For detailed implementation directions and dealing examples, groups can reference the complete implementation and deployment notebook within the AWS samples repository, which gives complete steering on deploying Parakeet ASR with NIM on SageMaker AI utilizing the carry your personal container (BYOC) strategy. For organizations with particular architectural preferences, separate HTTP-only and gRPC-only implementations are additionally obtainable, offering less complicated deployment fashions for groups with well-defined use instances whereas the mixed implementation provides most flexibility and computerized optimization.

AWS prospects can deploy these fashions both as production-grade NVIDIA NIM containers straight from SageMaker Market or JumpStart, or open supply NVIDIA fashions obtainable on Hugging Face, which could be deployed by customized containers on SageMaker or Amazon Elastic Kubernetes Service (Amazon EKS). This permits organizations to decide on between absolutely managed, enterprise-tier endpoints with auto-scaling and safety, or versatile open-source improvement for analysis or constrained use instances.

Utilizing an AWS LMI container

LMI containers are designed to simplify internet hosting giant fashions on AWS. These containers embrace optimized inference engines like vLLM, FasterTransformer, or TensorRT-LLM that may routinely deal with issues like mannequin parallelism, quantization, and batching for giant fashions.
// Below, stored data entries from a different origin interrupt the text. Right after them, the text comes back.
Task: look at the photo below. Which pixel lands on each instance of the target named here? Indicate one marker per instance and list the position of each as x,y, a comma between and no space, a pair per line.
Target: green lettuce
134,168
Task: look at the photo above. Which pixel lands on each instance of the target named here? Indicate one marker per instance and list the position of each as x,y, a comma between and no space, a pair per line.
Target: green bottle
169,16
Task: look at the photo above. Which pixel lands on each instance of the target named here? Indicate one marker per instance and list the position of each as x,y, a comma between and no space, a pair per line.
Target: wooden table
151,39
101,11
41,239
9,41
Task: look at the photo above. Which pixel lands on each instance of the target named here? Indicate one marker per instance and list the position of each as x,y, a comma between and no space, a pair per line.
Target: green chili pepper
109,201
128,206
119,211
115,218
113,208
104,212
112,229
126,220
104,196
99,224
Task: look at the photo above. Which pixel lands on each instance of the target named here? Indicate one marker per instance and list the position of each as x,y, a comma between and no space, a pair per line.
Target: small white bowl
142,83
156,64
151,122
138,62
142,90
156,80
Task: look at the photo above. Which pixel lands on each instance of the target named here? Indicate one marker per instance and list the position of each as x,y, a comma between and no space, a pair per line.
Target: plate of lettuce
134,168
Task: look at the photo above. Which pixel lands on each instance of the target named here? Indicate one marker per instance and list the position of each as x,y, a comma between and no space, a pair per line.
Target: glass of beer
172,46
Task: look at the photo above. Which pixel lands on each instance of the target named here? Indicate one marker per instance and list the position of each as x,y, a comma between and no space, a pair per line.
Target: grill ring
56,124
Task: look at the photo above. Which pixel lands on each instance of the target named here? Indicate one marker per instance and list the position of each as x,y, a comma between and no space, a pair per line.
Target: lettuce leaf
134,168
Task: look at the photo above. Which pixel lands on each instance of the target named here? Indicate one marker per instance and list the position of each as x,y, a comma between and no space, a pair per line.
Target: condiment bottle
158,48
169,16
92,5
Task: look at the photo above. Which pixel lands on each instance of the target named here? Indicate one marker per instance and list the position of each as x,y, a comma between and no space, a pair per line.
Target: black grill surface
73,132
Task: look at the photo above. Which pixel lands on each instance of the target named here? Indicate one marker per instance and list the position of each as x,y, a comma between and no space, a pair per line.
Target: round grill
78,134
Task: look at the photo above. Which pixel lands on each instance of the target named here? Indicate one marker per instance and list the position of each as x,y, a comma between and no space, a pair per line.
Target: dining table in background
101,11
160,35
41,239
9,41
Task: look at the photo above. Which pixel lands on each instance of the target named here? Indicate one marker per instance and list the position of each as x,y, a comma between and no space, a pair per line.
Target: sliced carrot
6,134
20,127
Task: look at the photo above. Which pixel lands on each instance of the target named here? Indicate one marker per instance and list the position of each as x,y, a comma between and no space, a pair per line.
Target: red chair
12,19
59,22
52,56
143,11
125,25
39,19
The LMI container is basically a pre-configured Docker picture that runs an inference server (for instance a Python server with these optimizations) and lets you specify mannequin parameters by utilizing setting variables.

To make use of the LMI container for Parakeet, we might usually:

  1. Select the suitable LMI picture: AWS gives completely different LMI photos for various frameworks. For Parakeet , we’d use the DJLServing picture for environment friendly inference. Alternatively, NVIDIA Triton Inference Server (which Riva makes use of) is an choice if we bundle the mannequin in ONNX or TensorRT format.
  2. Specify the mannequin configuration: With LMI, we regularly present a model_id (if pulling from Hugging Face Hub) or a path to our mannequin, together with configuration for find out how to load it (variety of GPUs, tensor parallel diploma, quantization bits). The container then downloads the mannequin and initializes it with the desired settings. We will additionally obtain our personal mannequin information from Amazon S3 as a substitute of utilizing the Hub.
  3. Outline the inference handler: The LMI container may require a small handler script or configuration to inform it find out how to course of requests. For ASR, this may contain studying the audio enter, passing it to the mannequin, and returning textual content.
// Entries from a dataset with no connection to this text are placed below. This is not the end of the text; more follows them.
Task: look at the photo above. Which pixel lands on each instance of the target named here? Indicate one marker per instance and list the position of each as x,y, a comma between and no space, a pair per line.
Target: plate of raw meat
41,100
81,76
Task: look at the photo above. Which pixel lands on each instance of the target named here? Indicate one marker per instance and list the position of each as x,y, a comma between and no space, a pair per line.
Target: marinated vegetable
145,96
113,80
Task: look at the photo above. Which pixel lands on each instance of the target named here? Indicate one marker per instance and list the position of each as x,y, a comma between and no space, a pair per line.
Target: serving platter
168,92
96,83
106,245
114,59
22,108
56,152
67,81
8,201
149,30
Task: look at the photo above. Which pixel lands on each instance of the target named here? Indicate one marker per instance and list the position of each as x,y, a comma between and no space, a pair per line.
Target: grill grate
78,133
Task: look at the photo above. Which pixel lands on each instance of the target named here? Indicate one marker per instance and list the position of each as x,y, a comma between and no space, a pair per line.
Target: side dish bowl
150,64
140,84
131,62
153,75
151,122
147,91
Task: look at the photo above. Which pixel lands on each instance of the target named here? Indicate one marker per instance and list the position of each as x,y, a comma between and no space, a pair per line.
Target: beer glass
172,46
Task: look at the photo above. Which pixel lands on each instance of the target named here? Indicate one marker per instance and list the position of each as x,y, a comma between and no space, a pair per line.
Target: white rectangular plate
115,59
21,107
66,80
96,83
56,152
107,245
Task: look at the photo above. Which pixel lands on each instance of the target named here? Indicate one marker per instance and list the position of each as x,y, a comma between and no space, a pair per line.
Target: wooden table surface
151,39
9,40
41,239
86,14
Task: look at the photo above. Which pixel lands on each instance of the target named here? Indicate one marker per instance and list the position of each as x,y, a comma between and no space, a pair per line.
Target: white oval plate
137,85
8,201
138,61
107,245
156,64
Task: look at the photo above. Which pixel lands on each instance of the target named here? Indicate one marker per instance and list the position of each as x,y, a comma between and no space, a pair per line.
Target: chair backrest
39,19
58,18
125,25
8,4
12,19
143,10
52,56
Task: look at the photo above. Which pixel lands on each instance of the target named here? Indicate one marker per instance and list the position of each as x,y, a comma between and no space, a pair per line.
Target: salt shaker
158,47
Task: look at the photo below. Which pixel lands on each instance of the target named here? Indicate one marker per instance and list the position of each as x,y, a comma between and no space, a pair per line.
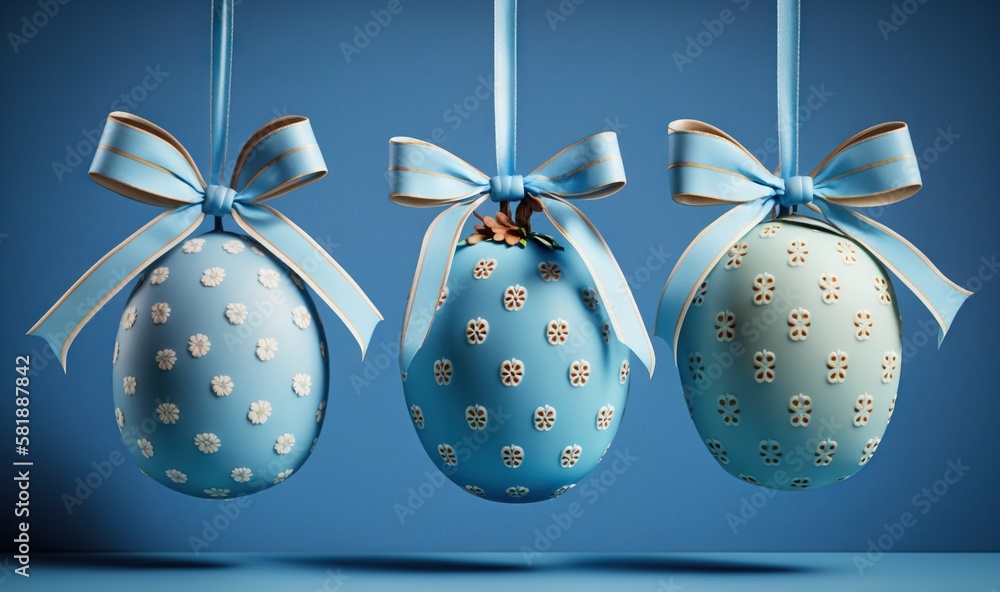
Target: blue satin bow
141,161
875,167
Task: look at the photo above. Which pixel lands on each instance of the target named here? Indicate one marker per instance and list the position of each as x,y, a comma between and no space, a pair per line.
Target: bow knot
507,188
798,191
218,200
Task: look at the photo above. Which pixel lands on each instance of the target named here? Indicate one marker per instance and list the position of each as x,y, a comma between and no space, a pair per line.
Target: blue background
607,64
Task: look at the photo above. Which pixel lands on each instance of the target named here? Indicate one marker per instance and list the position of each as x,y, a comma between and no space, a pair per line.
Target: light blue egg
790,356
521,384
220,373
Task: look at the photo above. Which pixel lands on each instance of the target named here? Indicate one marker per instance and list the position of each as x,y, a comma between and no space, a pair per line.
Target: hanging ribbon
874,168
141,161
424,175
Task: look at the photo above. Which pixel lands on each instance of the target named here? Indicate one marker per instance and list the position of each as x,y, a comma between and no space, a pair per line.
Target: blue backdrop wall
631,66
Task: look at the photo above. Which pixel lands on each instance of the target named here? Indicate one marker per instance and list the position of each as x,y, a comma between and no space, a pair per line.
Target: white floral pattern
207,443
199,345
511,372
267,348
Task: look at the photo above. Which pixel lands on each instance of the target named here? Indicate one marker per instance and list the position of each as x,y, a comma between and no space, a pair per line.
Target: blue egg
220,373
520,386
790,356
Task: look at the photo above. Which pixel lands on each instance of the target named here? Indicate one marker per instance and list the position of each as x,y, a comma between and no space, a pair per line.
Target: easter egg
789,356
220,374
519,388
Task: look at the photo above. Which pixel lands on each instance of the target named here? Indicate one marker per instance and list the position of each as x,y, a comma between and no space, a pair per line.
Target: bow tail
941,296
313,264
622,310
431,276
698,260
61,324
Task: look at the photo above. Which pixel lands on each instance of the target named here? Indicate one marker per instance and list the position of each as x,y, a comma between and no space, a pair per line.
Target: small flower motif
770,452
236,313
862,324
797,252
570,456
763,364
267,347
259,412
302,384
729,409
476,330
160,313
890,364
301,317
512,456
869,450
128,317
199,345
623,372
514,297
550,272
763,288
222,385
207,443
517,491
545,418
824,453
166,358
268,278
176,476
717,450
579,372
241,474
145,447
696,366
800,482
168,413
863,409
725,325
212,277
847,251
483,268
829,283
442,371
736,254
417,415
800,406
837,364
447,453
159,275
882,287
699,297
557,332
193,246
604,416
476,416
284,443
511,372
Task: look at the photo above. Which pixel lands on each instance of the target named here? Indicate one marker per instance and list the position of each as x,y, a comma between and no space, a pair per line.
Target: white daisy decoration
259,412
284,444
267,347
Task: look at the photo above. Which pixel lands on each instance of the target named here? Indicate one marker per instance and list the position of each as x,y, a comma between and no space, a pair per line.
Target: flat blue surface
660,572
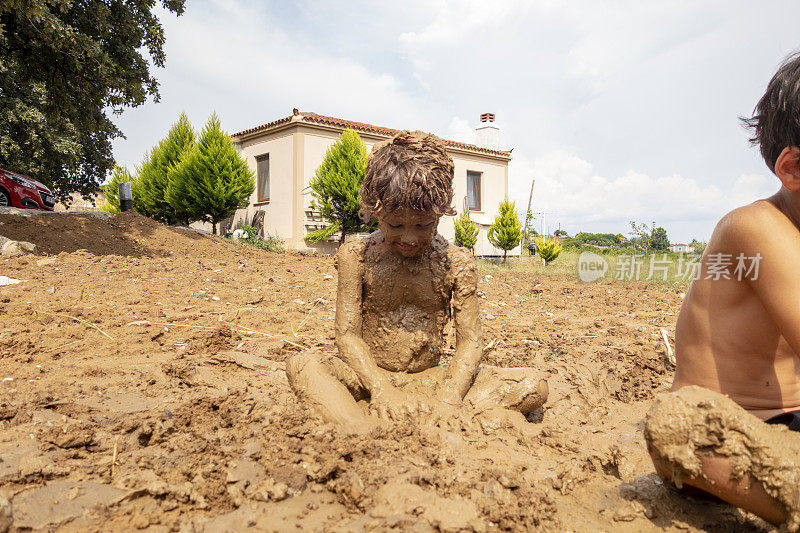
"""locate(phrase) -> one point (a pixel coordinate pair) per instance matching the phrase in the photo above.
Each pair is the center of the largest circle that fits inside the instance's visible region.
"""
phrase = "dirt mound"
(148, 389)
(126, 234)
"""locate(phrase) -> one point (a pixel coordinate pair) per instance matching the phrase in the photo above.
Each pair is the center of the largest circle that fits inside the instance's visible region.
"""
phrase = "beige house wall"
(297, 149)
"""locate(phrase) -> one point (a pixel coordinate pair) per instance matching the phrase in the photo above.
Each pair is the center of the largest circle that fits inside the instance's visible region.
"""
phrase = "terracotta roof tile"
(366, 128)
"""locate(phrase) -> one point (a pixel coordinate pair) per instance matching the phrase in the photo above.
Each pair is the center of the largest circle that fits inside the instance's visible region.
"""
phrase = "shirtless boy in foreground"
(397, 289)
(739, 336)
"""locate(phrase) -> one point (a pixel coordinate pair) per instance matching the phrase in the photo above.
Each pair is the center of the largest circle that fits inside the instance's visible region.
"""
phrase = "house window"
(262, 174)
(474, 190)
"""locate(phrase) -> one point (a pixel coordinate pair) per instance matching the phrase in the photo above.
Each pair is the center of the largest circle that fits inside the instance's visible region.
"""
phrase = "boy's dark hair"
(411, 170)
(776, 118)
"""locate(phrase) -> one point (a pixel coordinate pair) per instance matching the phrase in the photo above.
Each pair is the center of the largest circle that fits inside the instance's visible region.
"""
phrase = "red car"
(21, 191)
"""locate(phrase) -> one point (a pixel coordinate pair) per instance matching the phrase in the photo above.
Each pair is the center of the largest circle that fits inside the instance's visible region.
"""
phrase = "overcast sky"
(621, 110)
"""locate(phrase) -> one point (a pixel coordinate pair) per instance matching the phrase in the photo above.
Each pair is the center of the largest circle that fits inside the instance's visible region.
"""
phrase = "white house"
(681, 248)
(285, 153)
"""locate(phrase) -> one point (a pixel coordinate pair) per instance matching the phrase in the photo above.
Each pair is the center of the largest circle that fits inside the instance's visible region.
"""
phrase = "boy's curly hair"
(411, 170)
(776, 119)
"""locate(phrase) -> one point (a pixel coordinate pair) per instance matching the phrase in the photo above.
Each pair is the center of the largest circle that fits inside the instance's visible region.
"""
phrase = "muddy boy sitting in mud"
(738, 341)
(397, 289)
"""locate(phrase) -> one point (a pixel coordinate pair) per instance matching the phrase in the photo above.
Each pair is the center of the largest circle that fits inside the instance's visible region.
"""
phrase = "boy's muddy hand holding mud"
(738, 343)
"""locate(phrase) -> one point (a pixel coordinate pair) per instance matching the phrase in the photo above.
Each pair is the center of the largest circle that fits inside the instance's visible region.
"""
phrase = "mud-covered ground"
(143, 387)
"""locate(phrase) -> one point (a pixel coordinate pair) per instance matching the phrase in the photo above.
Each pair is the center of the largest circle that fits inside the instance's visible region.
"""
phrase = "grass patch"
(270, 243)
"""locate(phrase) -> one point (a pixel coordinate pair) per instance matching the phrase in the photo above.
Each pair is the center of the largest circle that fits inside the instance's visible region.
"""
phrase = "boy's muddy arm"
(466, 316)
(352, 348)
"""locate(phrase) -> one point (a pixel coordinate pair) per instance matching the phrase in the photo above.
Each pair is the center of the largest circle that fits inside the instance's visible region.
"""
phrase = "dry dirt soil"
(143, 387)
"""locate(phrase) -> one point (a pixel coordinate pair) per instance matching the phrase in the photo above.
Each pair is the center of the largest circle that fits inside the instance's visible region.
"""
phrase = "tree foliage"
(63, 67)
(466, 231)
(212, 180)
(659, 240)
(598, 239)
(158, 170)
(641, 235)
(506, 230)
(335, 187)
(547, 249)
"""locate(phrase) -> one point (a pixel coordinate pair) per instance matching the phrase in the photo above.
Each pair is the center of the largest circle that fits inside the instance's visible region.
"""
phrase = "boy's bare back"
(741, 337)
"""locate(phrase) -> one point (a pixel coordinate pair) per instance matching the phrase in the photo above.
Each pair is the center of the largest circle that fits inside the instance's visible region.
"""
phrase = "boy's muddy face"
(408, 232)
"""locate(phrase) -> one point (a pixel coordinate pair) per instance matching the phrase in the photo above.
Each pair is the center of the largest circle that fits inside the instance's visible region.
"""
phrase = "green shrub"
(547, 249)
(271, 243)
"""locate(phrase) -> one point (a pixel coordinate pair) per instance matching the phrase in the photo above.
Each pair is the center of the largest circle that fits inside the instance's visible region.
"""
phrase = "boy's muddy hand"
(391, 403)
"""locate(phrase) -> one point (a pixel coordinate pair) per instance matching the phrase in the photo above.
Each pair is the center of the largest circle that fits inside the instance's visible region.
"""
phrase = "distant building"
(681, 248)
(285, 153)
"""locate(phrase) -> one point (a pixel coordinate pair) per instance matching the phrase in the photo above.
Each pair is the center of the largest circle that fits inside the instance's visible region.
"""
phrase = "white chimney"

AWS LMI containers ship excessive efficiency and scalability by superior optimization methods, together with steady batching, tensor parallelism, and state-of-the-art quantization strategies. LMI containers combine a number of inference backends (vLLM, TensorRT-LLM by a single unified configuration), serving to customers seamlessly experiment and change between frameworks to seek out the optimum efficiency stack in your particular use case.

Utilizing a SageMaker PyTorch container

SageMaker provides PyTorch Deep Learning Containers (DLCs) that include PyTorch and lots of frequent libraries pre-installed. In this example, we demonstrated find out how to prolong our prebuilt container to put in essential packages for the mannequin. You’ll be able to obtain the mannequin straight from Hugging Face throughout the endpoint creation or obtain the Parakeet mannequin artifacts, packaging it with essential configuration information right into a mannequin.tar.gz archive, and importing it to Amazon S3. Together with the mannequin artifacts, an inference.py script is required because the entry level script to outline mannequin loading and inference logic, together with audio preprocessing and transcription dealing with. When utilizing the SageMaker Python SDK to create a PyTorchModel, the SDK will routinely repackage the mannequin archive to incorporate the inference script beneath /decide/ml/mannequin/code/inference.py, whereas maintaining mannequin artifacts in /decide/ml/mannequin/ on the endpoint. As soon as the endpoint is deployed efficiently, it may be invoked by the predict API by sending audio information as byte streams to get transcription outcomes.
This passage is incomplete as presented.